# Reheating for 40



## smokeywray (Jun 24, 2008)

I plan on doing the cooking for my daughters 2nd B-day. We should have something like 28-34 adults and about 10 little ones... I'm taking on the duty of doing all the "cooking" (Meat and sides for main course). I know this is a smoking forum, but hopefully some of you can help me out... 

I'm gonna do a few butts for pulled pork. I plan on smoking them a couples days before the party and storing in the fridge. I read the sticky and I'm well learned on how to properly smoke a butt for pulled pork. Here's my question for the pork: After foiling and removing from the heat at 205-210 degrees, should I take them straight to a cooler and allow to rest for an hour or two? Longer? Or, should I leave wrapped and let rest at room temp? How long? When should I add to the fridge? Should I pull the pork before adding to the fridge? I won't add finishing sauce until the pork is reheated and ready to serve. This leads me to my next question: How should I reheat? Is the oven, set at 250, okay?

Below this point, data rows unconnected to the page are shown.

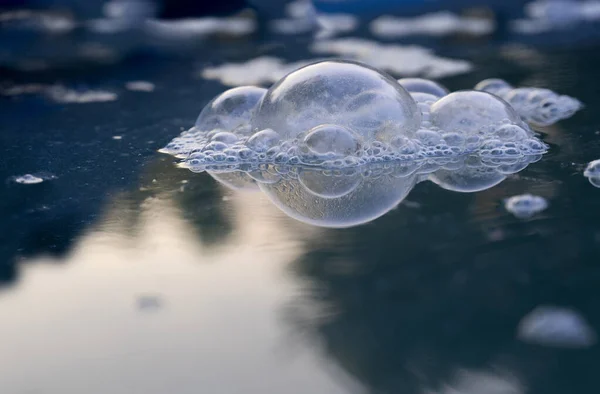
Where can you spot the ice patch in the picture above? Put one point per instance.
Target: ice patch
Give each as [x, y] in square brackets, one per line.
[263, 70]
[556, 327]
[200, 27]
[592, 172]
[396, 59]
[28, 179]
[140, 86]
[63, 95]
[538, 106]
[549, 15]
[303, 18]
[525, 205]
[436, 24]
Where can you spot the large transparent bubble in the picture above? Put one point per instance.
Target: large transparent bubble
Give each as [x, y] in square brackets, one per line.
[327, 199]
[471, 112]
[353, 96]
[420, 85]
[537, 106]
[222, 122]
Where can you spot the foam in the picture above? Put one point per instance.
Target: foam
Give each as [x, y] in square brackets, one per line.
[28, 179]
[435, 24]
[525, 205]
[592, 172]
[140, 86]
[538, 106]
[396, 59]
[200, 27]
[556, 327]
[258, 71]
[339, 114]
[549, 15]
[63, 95]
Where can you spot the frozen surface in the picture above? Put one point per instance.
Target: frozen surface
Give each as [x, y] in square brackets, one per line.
[436, 24]
[263, 70]
[64, 95]
[28, 179]
[140, 86]
[556, 327]
[525, 205]
[393, 58]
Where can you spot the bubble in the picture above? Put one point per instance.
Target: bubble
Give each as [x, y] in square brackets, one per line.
[556, 327]
[525, 205]
[428, 137]
[419, 85]
[332, 139]
[492, 85]
[335, 187]
[467, 112]
[235, 180]
[231, 109]
[263, 140]
[333, 87]
[471, 177]
[511, 132]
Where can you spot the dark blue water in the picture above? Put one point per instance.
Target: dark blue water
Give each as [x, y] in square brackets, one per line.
[126, 274]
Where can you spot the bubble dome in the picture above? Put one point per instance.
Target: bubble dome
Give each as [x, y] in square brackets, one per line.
[340, 114]
[365, 102]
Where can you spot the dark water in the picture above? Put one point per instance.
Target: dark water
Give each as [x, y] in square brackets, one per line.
[128, 275]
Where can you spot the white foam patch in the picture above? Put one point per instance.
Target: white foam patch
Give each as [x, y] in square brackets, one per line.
[28, 179]
[592, 172]
[396, 59]
[140, 86]
[303, 18]
[549, 15]
[556, 327]
[17, 90]
[63, 95]
[480, 382]
[525, 205]
[201, 27]
[263, 70]
[436, 24]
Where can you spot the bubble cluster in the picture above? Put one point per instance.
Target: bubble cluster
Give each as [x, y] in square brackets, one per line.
[592, 172]
[538, 106]
[349, 196]
[339, 114]
[525, 205]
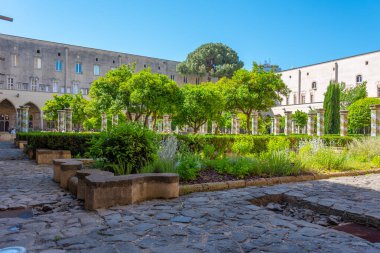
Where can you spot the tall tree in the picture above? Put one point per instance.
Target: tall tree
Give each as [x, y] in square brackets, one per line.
[331, 105]
[200, 103]
[211, 59]
[151, 94]
[255, 90]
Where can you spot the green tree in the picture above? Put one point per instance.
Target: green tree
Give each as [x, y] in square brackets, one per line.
[255, 90]
[331, 105]
[359, 115]
[200, 103]
[77, 102]
[151, 94]
[211, 59]
[350, 95]
[300, 118]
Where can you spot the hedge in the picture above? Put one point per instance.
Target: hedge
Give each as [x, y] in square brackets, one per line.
[79, 143]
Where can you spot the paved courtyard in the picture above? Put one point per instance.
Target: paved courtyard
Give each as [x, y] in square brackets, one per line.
[223, 221]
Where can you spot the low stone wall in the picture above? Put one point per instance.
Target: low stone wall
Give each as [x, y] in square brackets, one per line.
[101, 189]
[46, 156]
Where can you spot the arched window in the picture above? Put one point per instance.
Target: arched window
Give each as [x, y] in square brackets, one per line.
[359, 79]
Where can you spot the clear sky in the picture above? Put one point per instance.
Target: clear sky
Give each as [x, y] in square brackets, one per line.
[290, 33]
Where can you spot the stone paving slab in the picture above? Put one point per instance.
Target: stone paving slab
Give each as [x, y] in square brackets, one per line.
[223, 221]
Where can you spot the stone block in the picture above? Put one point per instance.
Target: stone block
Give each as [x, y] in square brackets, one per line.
[73, 185]
[46, 156]
[68, 170]
[103, 191]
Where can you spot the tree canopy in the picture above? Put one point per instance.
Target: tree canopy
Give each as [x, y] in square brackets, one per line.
[200, 103]
[211, 59]
[255, 90]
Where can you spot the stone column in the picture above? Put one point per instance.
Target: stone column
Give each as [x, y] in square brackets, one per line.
[375, 120]
[233, 116]
[61, 120]
[288, 123]
[18, 114]
[277, 124]
[294, 127]
[104, 123]
[69, 119]
[115, 120]
[310, 123]
[320, 122]
[237, 127]
[166, 128]
[213, 127]
[343, 122]
[255, 123]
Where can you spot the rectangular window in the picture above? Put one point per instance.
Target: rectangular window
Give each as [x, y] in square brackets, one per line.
[10, 82]
[78, 68]
[37, 62]
[58, 65]
[96, 70]
[14, 60]
[55, 86]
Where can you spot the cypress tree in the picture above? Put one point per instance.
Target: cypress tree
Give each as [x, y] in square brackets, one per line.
[331, 105]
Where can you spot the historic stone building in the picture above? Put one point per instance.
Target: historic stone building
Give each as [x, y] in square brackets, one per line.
[309, 83]
[31, 71]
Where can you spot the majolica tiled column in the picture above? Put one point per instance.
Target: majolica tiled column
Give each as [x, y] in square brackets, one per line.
[237, 125]
[310, 123]
[166, 127]
[104, 123]
[69, 119]
[288, 123]
[213, 126]
[255, 123]
[375, 120]
[233, 116]
[19, 119]
[61, 120]
[294, 127]
[320, 122]
[277, 124]
[343, 122]
[115, 120]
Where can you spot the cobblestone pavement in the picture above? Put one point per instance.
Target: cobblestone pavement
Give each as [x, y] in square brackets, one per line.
[223, 221]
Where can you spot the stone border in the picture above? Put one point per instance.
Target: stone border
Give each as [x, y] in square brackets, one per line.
[219, 186]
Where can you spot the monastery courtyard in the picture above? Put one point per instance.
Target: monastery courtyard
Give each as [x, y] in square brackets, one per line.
[222, 221]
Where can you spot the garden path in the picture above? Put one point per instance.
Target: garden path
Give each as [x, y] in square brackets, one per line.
[223, 221]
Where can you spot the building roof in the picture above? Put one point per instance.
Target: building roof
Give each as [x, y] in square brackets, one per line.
[338, 59]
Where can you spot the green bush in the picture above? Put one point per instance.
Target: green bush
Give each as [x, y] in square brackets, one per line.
[77, 143]
[126, 149]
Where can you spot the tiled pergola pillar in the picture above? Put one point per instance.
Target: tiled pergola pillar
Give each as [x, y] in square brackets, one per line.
[343, 122]
[103, 127]
[237, 125]
[115, 120]
[69, 119]
[288, 123]
[277, 124]
[375, 120]
[320, 122]
[61, 120]
[255, 123]
[310, 123]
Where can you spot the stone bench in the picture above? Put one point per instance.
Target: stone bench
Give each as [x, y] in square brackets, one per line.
[46, 156]
[103, 192]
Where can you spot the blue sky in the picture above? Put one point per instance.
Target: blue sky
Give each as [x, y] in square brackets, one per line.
[290, 33]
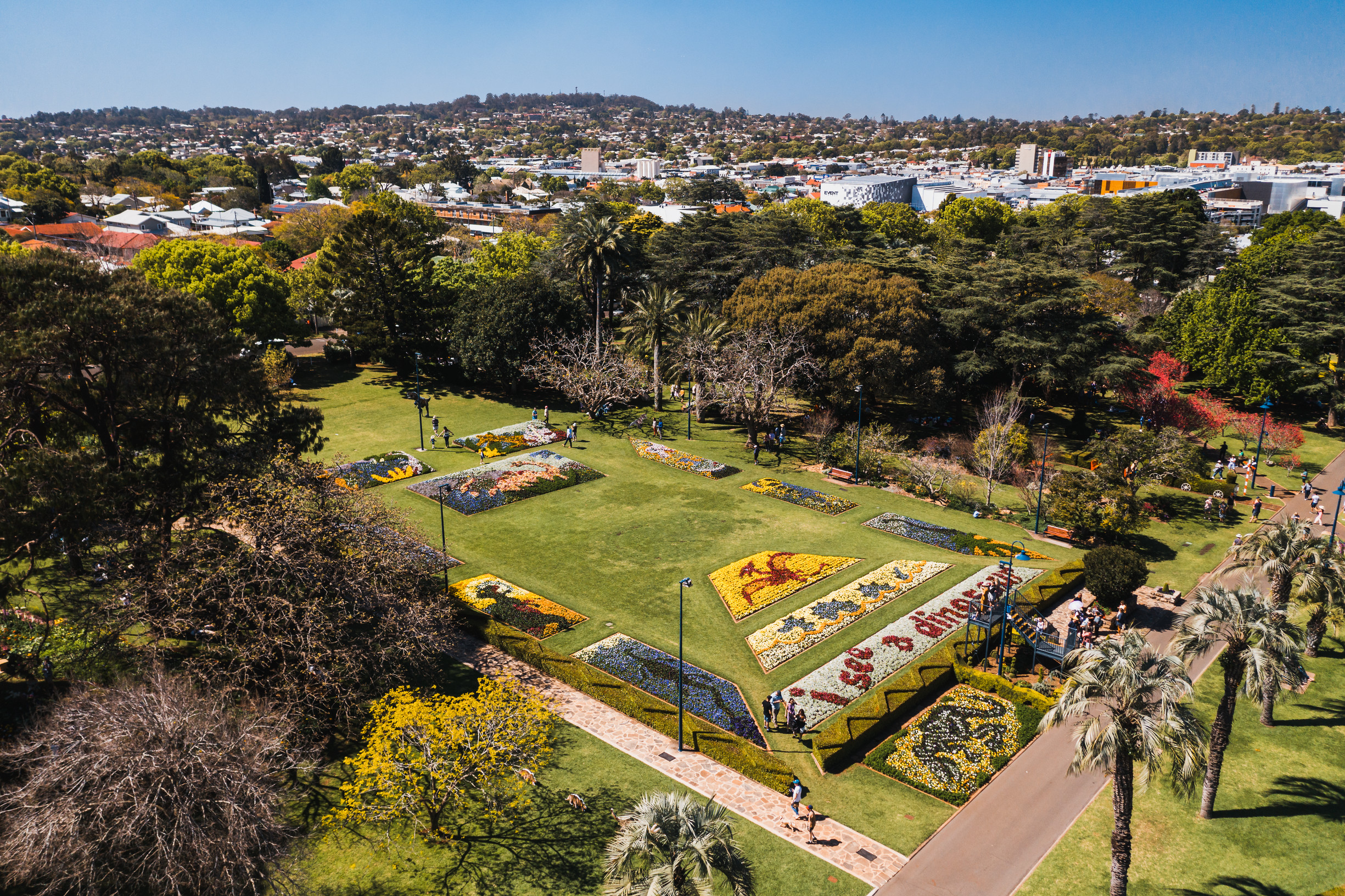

I'm also doing about 5 chickens. I'm not sure if I'm going to smoke the chickens or just beer can them and cook in the oven. I can cook these the day of the party if I do them in the oven. If I do cook prior to the day of the party, how should I store them and then reheat and still retain most of the moisture so that the chicken doesn't dry out?

Thanks for any help.


----------



## lcruzen (Jun 24, 2008)

I wouldn't pre cook the chix if you can get around it. I don't think they reheat very well IMO. The butts I'd go ahead and pull and bag. Reheat with finishing sauce covered in the oven @ 250. I've done it before and it worked well.


----------



## fatback joe (Jun 24, 2008)

I'll second that, pull and bag the pork and do the chicks the day of.


----------



## smokeywray (Jun 24, 2008)

Cool, thanks. Should I reheat the pulled pork in its own drippings? Or throw away the drippings?


----------



## pineywoods (Jun 24, 2008)

I agree try to do the chicken the day of I haven't found a good way to reheat chicken. As for the butts I would cooler them for a couple hours then pull like normal then let it cool a bit and stick in the fridge. Day of party pull it out mix with finishing sauce and put in a roaster pan covered with foil and put in the oven at 250*


----------



## fatback joe (Jun 24, 2008)

I like the drippings if they are defatted......otherwise it is a bit greasy for me.   Drippings mixed with some AJ or BBQ sauce works well also.  Anything to add a little moisture back in there........it doesn't take much though.


----------



## pineywoods (Jun 24, 2008)

Collect the drippings put in the fridge and when cold simply scrape of the fat from the top and add the juice part into either the finishing sauce or into the roasting pan


----------



## smokeywray (Jun 24, 2008)

Great info guys. Thanks for the help. Everything will be beautiful!


----------



## pineywoods (Jun 24, 2008)

Don't forget the Qview


----------



## smokeywray (Jun 24, 2008)

Definitely can't forget the Qview. The party'ss July 12th, I should have them the following monday.


----------